Section B — Short Answer (Q11–Q20)
🔒 ❓ Q11. Find the diagonal of a square of side 7 cm.
📌 ✅ Answer:
🔹 Diagonal² = 7² + 7²
🔹 Diagonal² = 49 + 49
🔹 Diagonal² = 98
🔹 Diagonal = √98 = √(49×2) = 7√2 cm
🔒 ❓ Q12. A right triangle has legs 9 cm and 40 cm. Find the hypotenuse.
📌 ✅ Answer:
🔹 c² = 9² + 40²
🔹 c² = 81 + 1600
🔹 c² = 1681
🔹 c = √1681 = 41 cm
🔒 ❓ Q13. A right triangle has hypotenuse 26 cm and one leg 10 cm. Find the other leg.
📌 ✅ Answer:
🔹 Other leg² = 26² − 10²
🔹 Other leg² = 676 − 100
🔹 Other leg² = 576
🔹 Other leg = √576 = 24 cm
🔒 ❓ Q14. Find the area of a right triangle with legs 12 cm and 16 cm.
📌 ✅ Answer:
🔹 Area = (1/2) × 12 × 16
🔹 Area = (1/2) × 192
🔹 Area = 96 cm²
🔒 ❓ Q15. A triangle has sides 8, 15, 17. Prove it is right-angled.
📌 ✅ Answer:
🔹 8² + 15² = 64 + 225 = 289
🔹 17² = 289
🔹 Since 8² + 15² = 17², it is a right triangle.
🔒 ❓ Q16. Find the side of a rhombus whose diagonals are 24 cm and 10 cm.
📌 ✅ Answer:
🔹 In a rhombus, diagonals bisect at right angle.

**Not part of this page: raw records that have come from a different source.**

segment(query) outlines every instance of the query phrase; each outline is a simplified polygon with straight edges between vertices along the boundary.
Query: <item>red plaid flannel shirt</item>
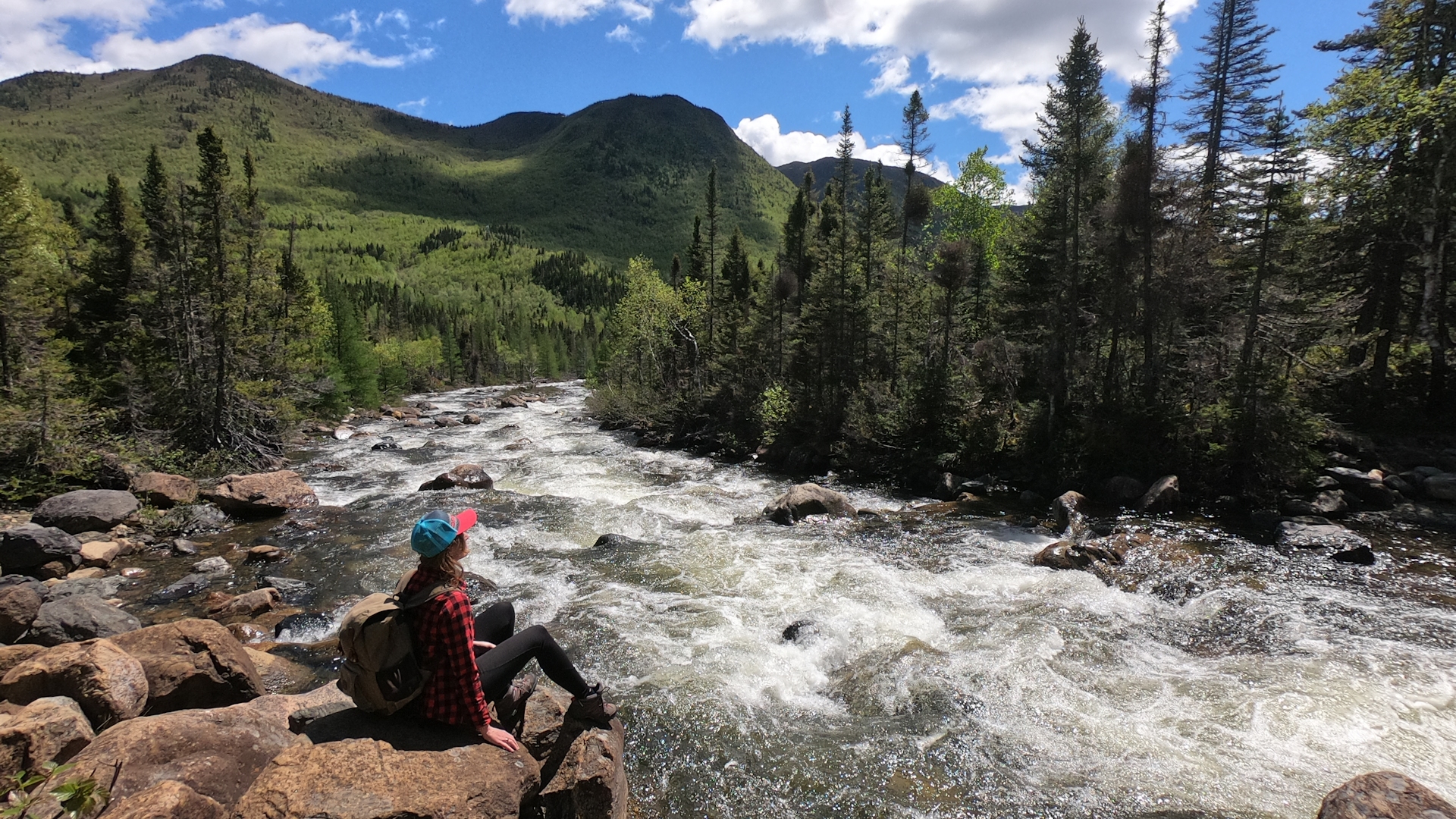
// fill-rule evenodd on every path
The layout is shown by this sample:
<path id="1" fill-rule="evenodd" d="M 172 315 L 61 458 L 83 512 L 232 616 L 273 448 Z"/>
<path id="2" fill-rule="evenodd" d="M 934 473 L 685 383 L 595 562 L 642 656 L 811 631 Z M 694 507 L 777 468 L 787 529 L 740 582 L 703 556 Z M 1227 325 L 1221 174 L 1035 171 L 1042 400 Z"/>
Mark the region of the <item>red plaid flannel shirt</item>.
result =
<path id="1" fill-rule="evenodd" d="M 448 580 L 443 571 L 419 567 L 400 597 Z M 491 724 L 491 710 L 475 665 L 475 615 L 463 589 L 451 589 L 411 609 L 419 666 L 431 672 L 419 694 L 421 714 L 451 726 Z"/>

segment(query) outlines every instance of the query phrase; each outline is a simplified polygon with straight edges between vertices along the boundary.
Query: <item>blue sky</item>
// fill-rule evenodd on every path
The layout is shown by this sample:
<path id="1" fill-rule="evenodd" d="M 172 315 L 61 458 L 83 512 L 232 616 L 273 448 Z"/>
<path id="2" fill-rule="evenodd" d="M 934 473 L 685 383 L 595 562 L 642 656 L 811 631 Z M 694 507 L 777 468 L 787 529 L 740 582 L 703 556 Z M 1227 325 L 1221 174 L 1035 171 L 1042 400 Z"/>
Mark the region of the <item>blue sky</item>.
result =
<path id="1" fill-rule="evenodd" d="M 626 93 L 712 108 L 770 162 L 831 152 L 847 103 L 862 156 L 890 144 L 911 87 L 932 106 L 932 169 L 980 146 L 1015 181 L 1056 57 L 1077 16 L 1117 101 L 1142 64 L 1153 0 L 0 0 L 0 77 L 150 68 L 194 54 L 250 60 L 320 90 L 459 125 L 572 112 Z M 1185 80 L 1208 0 L 1168 0 Z M 1367 0 L 1262 0 L 1305 105 L 1335 77 L 1313 44 L 1361 25 Z M 903 160 L 901 160 L 903 162 Z"/>

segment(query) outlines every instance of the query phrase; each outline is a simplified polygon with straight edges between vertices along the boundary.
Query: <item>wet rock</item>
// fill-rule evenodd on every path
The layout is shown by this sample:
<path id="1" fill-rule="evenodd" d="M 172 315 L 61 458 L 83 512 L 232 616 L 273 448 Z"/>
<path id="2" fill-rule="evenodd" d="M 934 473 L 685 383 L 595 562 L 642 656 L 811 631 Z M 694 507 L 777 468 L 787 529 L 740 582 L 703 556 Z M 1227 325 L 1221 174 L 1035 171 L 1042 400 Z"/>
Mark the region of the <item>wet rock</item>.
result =
<path id="1" fill-rule="evenodd" d="M 28 704 L 70 697 L 95 727 L 130 720 L 147 704 L 147 673 L 111 640 L 67 643 L 32 656 L 0 678 L 0 697 Z"/>
<path id="2" fill-rule="evenodd" d="M 818 634 L 818 627 L 814 625 L 812 619 L 796 619 L 789 625 L 783 627 L 783 632 L 779 635 L 780 643 L 798 643 L 799 640 L 810 638 Z"/>
<path id="3" fill-rule="evenodd" d="M 1102 500 L 1118 507 L 1131 509 L 1147 493 L 1147 487 L 1137 478 L 1117 475 L 1102 484 Z"/>
<path id="4" fill-rule="evenodd" d="M 15 643 L 41 612 L 41 595 L 29 586 L 0 587 L 0 643 Z"/>
<path id="5" fill-rule="evenodd" d="M 448 472 L 441 472 L 431 481 L 419 484 L 419 491 L 432 490 L 489 490 L 495 482 L 476 463 L 462 463 Z"/>
<path id="6" fill-rule="evenodd" d="M 1325 796 L 1316 819 L 1456 819 L 1456 806 L 1395 771 L 1361 774 Z"/>
<path id="7" fill-rule="evenodd" d="M 32 574 L 48 563 L 80 565 L 82 542 L 55 526 L 25 523 L 0 532 L 0 565 L 6 571 Z"/>
<path id="8" fill-rule="evenodd" d="M 1303 523 L 1286 520 L 1278 525 L 1278 545 L 1287 549 L 1319 549 L 1332 546 L 1335 549 L 1353 549 L 1370 546 L 1360 535 L 1338 523 Z"/>
<path id="9" fill-rule="evenodd" d="M 1153 485 L 1143 493 L 1137 501 L 1137 512 L 1172 512 L 1182 503 L 1178 493 L 1178 475 L 1163 475 L 1153 481 Z"/>
<path id="10" fill-rule="evenodd" d="M 430 787 L 419 787 L 430 783 Z M 236 819 L 515 818 L 540 771 L 524 751 L 491 745 L 396 751 L 374 739 L 296 745 L 237 802 Z"/>
<path id="11" fill-rule="evenodd" d="M 114 802 L 106 809 L 106 819 L 224 819 L 224 816 L 226 810 L 215 799 L 173 780 L 163 780 L 141 793 Z"/>
<path id="12" fill-rule="evenodd" d="M 76 755 L 74 774 L 111 781 L 121 762 L 114 799 L 176 781 L 230 809 L 259 771 L 293 743 L 285 723 L 252 704 L 173 711 L 103 732 Z"/>
<path id="13" fill-rule="evenodd" d="M 0 777 L 66 762 L 96 739 L 82 707 L 70 697 L 41 697 L 20 713 L 0 717 Z"/>
<path id="14" fill-rule="evenodd" d="M 1051 501 L 1051 516 L 1057 532 L 1080 532 L 1086 528 L 1088 498 L 1082 493 L 1066 491 Z"/>
<path id="15" fill-rule="evenodd" d="M 795 484 L 789 491 L 773 498 L 763 507 L 763 516 L 775 523 L 791 526 L 810 514 L 828 514 L 830 517 L 855 517 L 855 507 L 849 498 L 827 490 L 818 484 Z"/>
<path id="16" fill-rule="evenodd" d="M 1354 565 L 1374 565 L 1374 552 L 1370 551 L 1370 546 L 1356 546 L 1353 549 L 1335 552 L 1329 557 L 1335 563 L 1348 563 Z"/>
<path id="17" fill-rule="evenodd" d="M 172 509 L 197 500 L 197 481 L 166 472 L 143 472 L 131 479 L 131 491 L 157 509 Z"/>
<path id="18" fill-rule="evenodd" d="M 628 815 L 625 732 L 566 716 L 571 695 L 543 685 L 526 702 L 521 745 L 542 761 L 539 807 L 546 816 Z"/>
<path id="19" fill-rule="evenodd" d="M 31 522 L 71 533 L 90 529 L 105 532 L 138 509 L 141 501 L 137 495 L 122 490 L 76 490 L 41 501 L 31 514 Z"/>
<path id="20" fill-rule="evenodd" d="M 199 571 L 202 574 L 211 574 L 211 576 L 232 574 L 233 564 L 227 563 L 226 557 L 217 555 L 194 563 L 192 571 Z"/>
<path id="21" fill-rule="evenodd" d="M 96 595 L 70 595 L 41 603 L 29 640 L 60 646 L 79 640 L 114 637 L 141 628 L 141 621 Z"/>
<path id="22" fill-rule="evenodd" d="M 106 568 L 121 557 L 121 544 L 116 541 L 92 541 L 82 544 L 82 565 Z"/>
<path id="23" fill-rule="evenodd" d="M 227 475 L 217 487 L 204 491 L 202 497 L 240 517 L 268 517 L 290 509 L 319 506 L 313 488 L 290 469 Z"/>
<path id="24" fill-rule="evenodd" d="M 243 644 L 211 619 L 179 619 L 112 638 L 147 673 L 147 713 L 217 708 L 264 692 Z"/>
<path id="25" fill-rule="evenodd" d="M 282 605 L 282 595 L 278 589 L 269 586 L 266 589 L 253 589 L 252 592 L 245 592 L 237 596 L 226 596 L 226 599 L 208 603 L 208 614 L 218 619 L 232 619 L 271 612 L 280 605 Z"/>
<path id="26" fill-rule="evenodd" d="M 176 600 L 185 600 L 207 592 L 207 587 L 213 584 L 213 579 L 205 574 L 188 574 L 166 586 L 165 589 L 157 589 L 153 592 L 147 602 L 151 605 L 173 603 Z"/>
<path id="27" fill-rule="evenodd" d="M 258 587 L 274 587 L 278 589 L 278 595 L 282 596 L 282 602 L 290 606 L 304 606 L 313 602 L 313 596 L 319 592 L 313 583 L 304 580 L 294 580 L 291 577 L 274 577 L 265 576 L 258 579 Z"/>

🔹 Half diagonals = 24/2 = 12, and 10/2 = 5
🔹 Side² = 12² + 5²
🔹 Side² = 144 + 25
🔹 Side² = 169
🔹 Side = √169 = 13 cm
🔒 ❓ Q17. A ladder is 13 m long and its foot is 5 m from the wall. How high does it reach?
📌 ✅ Answer:
🔹 Height² = 13² − 5²
🔹 Height² = 169 − 25
🔹 Height² = 144
🔹 Height = √144 = 12 m
🔒 ❓ Q18. A rectangular field is 48 m long and 14 m wide. Find its diagonal.
📌 ✅ Answer:
🔹 Diagonal² = 48² + 14²
🔹 Diagonal² = 2304 + 196
🔹 Diagonal² = 2500
🔹 Diagonal = √2500 = 50 m
🔒 ❓ Q19. True/False with reason: “Every Baudhāyana triple is primitive.”
📌 ✅ Answer:
🔹 False.
🔹 Example: (6, 8, 10) is a triple but not primitive.
🔹 Because gcd(6, 8, 10) = 2 > 1.
🔒 ❓ Q20. Give 3 Baudhāyana triples different from (3, 4, 5).
📌 ✅ Answer:
🔹 (5, 12, 13) because 5² + 12² = 13²
🔹 (8, 15, 17) because 8² + 15² = 17²
🔹 (7, 24, 25) because 7² + 24² = 25²
Section C — Detailed / Reasoning (Q21–Q30)
🔒 ❓ Q21. Find the missing side in a right triangle where the hypotenuse is 29 cm and one leg is 20 cm.
📌 ✅ Answer:
🔹 Let the missing leg be x cm.
🔹 By Baudhāyana–Pythagoras theorem: x² + 20² = 29²
🔹 x² + 400 = 841
🔹 x² = 841 − 400
🔹 x² = 441
🔹 x = √441
🔹 x = 21 cm
🔹 Final: The missing side is 21 cm.
🔒 ❓ Q22. A triangle has sides 11 cm, 60 cm, and 61 cm. Decide whether it is right-angled, and identify the hypotenuse.
📌 ✅ Answer:
🔹 Largest side is 61 cm, so if right-angled, hypotenuse must be 61.
🔹 Check: 11² + 60²
🔹 11² = 121
🔹 60² = 3600
🔹 11² + 60² = 121 + 3600 = 3721
🔹 61² = 3721
🔹 Since 11² + 60² = 61², the triangle is right-angled.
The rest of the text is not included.